Our first clue that all was not paradisical came as we rounded the southwestern corner of the lake. Just off the trail was a rotten, falling-down fence and, beyond it, what might have been a field of alfalfa before weeds and grass were allowed to overtake it. It wasn't long before we spotted an abandoned farmhouse-and then another soon after with its own fields choked with wildflowers and thistle.

This was beautiful country, good for grazing cattle or raising crops either or, and it was a puzzlement to me that farming folk should ever give it up.

"There ain't never been no Indian troubles up thisaway ... have there?" I asked my brother, eyeing the tree line nervously.

Of course, the only "Indian troubles" these days are suffered by the Indians alone, and they run to starvation and disease rather than raiding and killing. Yet the bloodshed isn't so far behind us that the thought of braves on the warpath can't still chill the blood.

"Nothin' but Shoshone and Ute 'round these parts ... provided you could still find 'em. Friendly ones, they are." Old Red leaned out from his saddle and spat. "Too friendly for their own good, I expect."

"Well, then ... where'd everybody go?"

"What you really mean is why'd they go. And you know what I say to that."

I did indeed. I'd heard him say it often enough. "It is a capital mistake to theorize before you have all the evidence"-my brother's favorite quote from his hero, your famous countryman, Sherlock Holmes. Most drovers want to be Charles Goodnight or Buffalo Bill Cody if they have any ambition at all, but Old Red's always been a contrarian (or just plain contrary, anyway). The Holmes of the Range-that's what he's set out to be.

We were to rendezvous with ol' Holmes shortly, as it turned out ... and be in need of his particular brand of wisdom, as well.

As we were passing our third deserted farm, the sun was sinking below the mountains behind us, and my brother made a most sensible (though not entirely welcome) decision. We would spend the night in the abandoned homestead visible just off the trail.

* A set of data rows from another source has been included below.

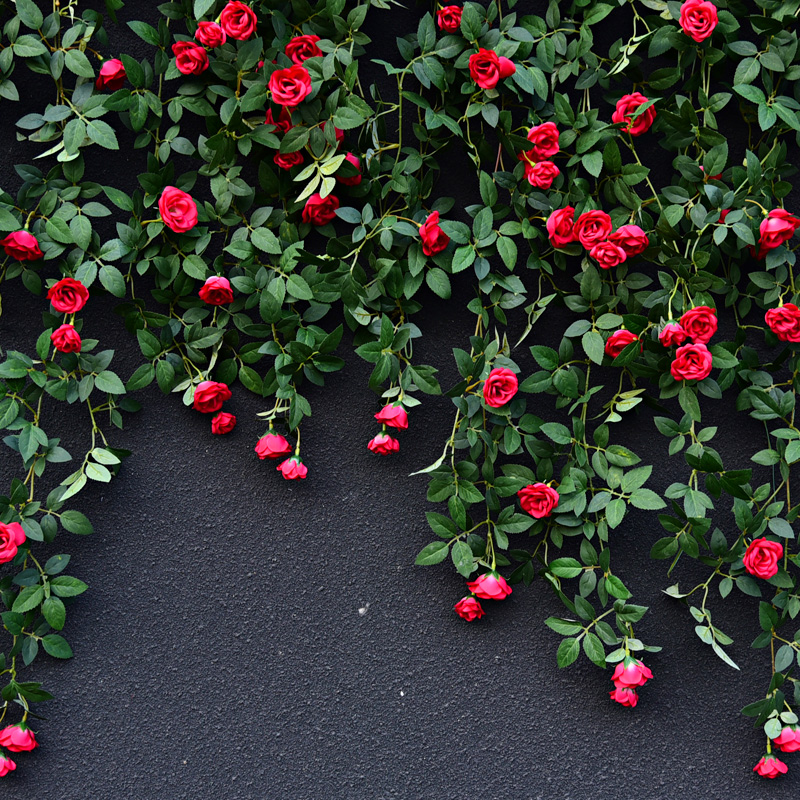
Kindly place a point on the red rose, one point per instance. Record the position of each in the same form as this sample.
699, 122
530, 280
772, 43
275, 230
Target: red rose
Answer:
17, 738
66, 339
761, 558
68, 295
631, 238
700, 323
177, 209
319, 210
538, 499
486, 68
190, 58
216, 291
238, 20
468, 608
273, 445
544, 138
223, 423
300, 48
383, 444
293, 469
784, 322
627, 107
434, 239
672, 334
500, 387
11, 537
393, 416
618, 341
561, 227
112, 75
592, 227
692, 363
607, 254
22, 246
210, 395
490, 586
770, 767
290, 86
698, 19
210, 34
449, 18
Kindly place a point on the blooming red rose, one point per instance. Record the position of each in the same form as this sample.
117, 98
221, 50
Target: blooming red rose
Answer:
300, 48
18, 738
692, 363
592, 227
698, 19
22, 245
434, 239
561, 226
319, 210
223, 423
210, 34
394, 416
761, 558
290, 86
499, 387
469, 608
449, 18
112, 75
178, 210
383, 445
627, 107
770, 767
672, 334
538, 499
293, 469
11, 537
190, 58
66, 339
607, 254
784, 322
68, 295
490, 586
210, 395
544, 139
700, 323
618, 341
238, 20
216, 291
486, 68
273, 445
631, 238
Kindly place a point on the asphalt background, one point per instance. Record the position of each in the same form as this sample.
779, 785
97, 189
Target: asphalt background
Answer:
248, 637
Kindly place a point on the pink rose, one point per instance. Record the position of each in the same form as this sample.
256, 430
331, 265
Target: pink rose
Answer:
538, 499
761, 558
178, 210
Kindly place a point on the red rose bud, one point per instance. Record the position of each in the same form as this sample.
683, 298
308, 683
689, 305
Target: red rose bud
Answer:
66, 339
490, 586
469, 608
210, 395
627, 107
112, 75
68, 295
178, 210
273, 445
21, 245
761, 558
538, 499
293, 469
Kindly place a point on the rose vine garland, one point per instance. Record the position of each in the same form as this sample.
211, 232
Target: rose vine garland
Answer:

It felt a little like a violation, a desecration even, settling into someone else's house. They hadn't been gone long-no more than a couple years, Old Red judged by the cobwebs and dust and dry rot-and they'd left some of their furniture behind. A table and chairs hewn from local pine, a bed with a finely crafted headboard of mahogany, even a battered foot-pump organ. I half-expected the rightful occupants to barge in any minute, slack-jawed to find a couple presumptuous cowpokes lighting up kindling in their fireplace.

Yet I might actually have welcomed the intrusion, provided nobody felt the need to shoot us. Old Red's far from the chattiest man around-very, very far-and whatever topics of conversation we had to chew over had been gnawed down to the bone weeks before. Fresh company would've been mightily appreciated. As it was, we had to rely on the old, dog-eared variety: my brother's stack of Holmes stories.

Old Red requested a rereading of A Study in Scarlet, no doubt because it takes as its backdrop a bloody feud betwixt Utah Mormons. I obliged him, like I always do (my brother, you'll recall, being unable to tell A from Z unless they're in a cattle brand).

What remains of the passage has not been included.